Views: 0 Author: Site Editor Publish Time: 2026-07-08 Origin: Site
In the medical device industry, material selection is not merely an engineering decision—it is a patient safety imperative. Among the growing palette of medical-grade polymers, Liquid Silicone Rubber (LSR) has emerged as a material of choice for critical applications ranging from implantable devices to precision sealing components.

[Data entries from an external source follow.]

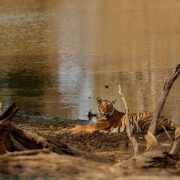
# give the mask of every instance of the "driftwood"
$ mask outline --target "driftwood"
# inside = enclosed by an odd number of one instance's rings
[[[159,103],[158,103],[157,108],[154,113],[153,120],[152,120],[149,130],[147,131],[147,134],[145,136],[145,139],[147,141],[147,149],[154,148],[159,145],[158,141],[155,137],[158,119],[161,115],[161,111],[164,107],[164,104],[166,102],[166,99],[170,92],[170,89],[171,89],[174,81],[178,78],[179,75],[180,75],[180,64],[177,65],[177,67],[174,70],[174,72],[172,73],[172,75],[166,80],[166,82],[164,84],[164,87],[163,87],[163,90],[162,90],[162,93],[161,93],[161,96],[159,99]],[[165,130],[165,133],[167,134],[168,138],[170,139],[170,136],[166,130]]]
[[[155,137],[156,126],[160,117],[161,111],[169,94],[169,91],[180,74],[180,65],[176,67],[171,77],[166,81],[153,121],[149,127],[149,130],[145,136],[147,149],[149,151],[123,161],[118,166],[124,168],[144,168],[144,167],[175,167],[180,160],[180,126],[176,127],[175,138],[172,144],[159,144]],[[169,137],[166,129],[165,133]],[[170,137],[169,137],[170,139]]]
[[[13,103],[0,116],[0,154],[25,149],[48,149],[58,154],[79,154],[79,152],[65,144],[44,138],[16,126],[12,122],[12,118],[18,110],[19,108]],[[20,146],[17,147],[17,143]]]
[[[150,124],[150,127],[149,127],[149,131],[153,135],[155,135],[155,133],[156,133],[156,127],[157,127],[158,119],[161,115],[161,111],[164,107],[164,104],[166,102],[166,99],[167,99],[167,96],[170,92],[170,89],[171,89],[174,81],[178,78],[179,75],[180,75],[180,64],[177,65],[177,67],[174,70],[174,72],[172,73],[172,75],[166,80],[166,82],[164,84],[164,87],[163,87],[157,108],[156,108],[155,113],[154,113],[154,118],[153,118],[153,120]]]
[[[127,101],[126,101],[126,99],[125,99],[125,97],[124,97],[124,95],[123,95],[123,93],[121,91],[120,84],[118,84],[118,89],[119,89],[118,93],[122,98],[122,101],[123,101],[123,104],[124,104],[124,107],[125,107],[125,112],[126,112],[126,114],[125,114],[125,116],[126,116],[126,121],[125,121],[126,132],[127,132],[129,140],[132,142],[133,149],[134,149],[134,154],[136,156],[138,154],[138,143],[137,143],[137,140],[135,138],[135,134],[133,133],[133,130],[130,127],[129,118],[128,118],[129,110],[128,110]]]

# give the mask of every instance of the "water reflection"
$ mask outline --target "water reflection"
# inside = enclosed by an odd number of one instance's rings
[[[97,96],[153,111],[180,56],[174,0],[3,0],[0,99],[27,114],[87,119]],[[108,85],[109,88],[104,86]],[[179,80],[164,109],[179,122]]]

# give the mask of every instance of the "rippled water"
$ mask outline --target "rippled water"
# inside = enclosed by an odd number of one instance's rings
[[[21,112],[87,119],[96,97],[153,111],[180,57],[179,0],[0,2],[0,101]],[[164,108],[180,123],[180,80]],[[105,86],[108,85],[108,88]]]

But what makes LSR unique? And how does it compare to alternatives like PVC, TPU, or conventional rubber? More importantly, how does its injection molding process differ from other soft plastics, and what products benefit from this technology?
This blog post explores these questions through the lens of manufacturing practicality, regulatory compliance, and real-world application.
Medical-grade LSR is a platinum-catalyzed, two-component liquid silicone elastomer that cures through addition polymerization. Unlike thermoplastics, LSR is thermosetting—once cured, it cannot be remelted or reshaped.
Property | Specification |
|---|---|
Biocompatibility | Passes ISO 10993 and USP Class VI (highest grade for long-term implantation) |
Temperature Range | -55°C to +200°C; withstands repeated steam sterilization |
Chemical Inertness | Resists water, solvents, acids, and bases; no plasticizers or leachables |
Tear Strength | Excellent, though generally lower than high-performance TPU |
Compression Set | Low—maintains sealing integrity over time |
Hardness Range | Typically 10–80 Shore A, with exceptional formulation flexibility |
To be considered "medical-grade," LSR must undergo rigorous testing:
ISO 10993‑1: Biological evaluation of medical devices (cytotoxicity, sensitization, irritation, systemic toxicity)
USP Class VI: The most stringent biological reactivity classification for plastics
FDA 21 CFR Part 177.2600: Regulatory clearance for rubber articles intended for repeated use
Understanding LSR's position requires comparing it against commonly used alternatives.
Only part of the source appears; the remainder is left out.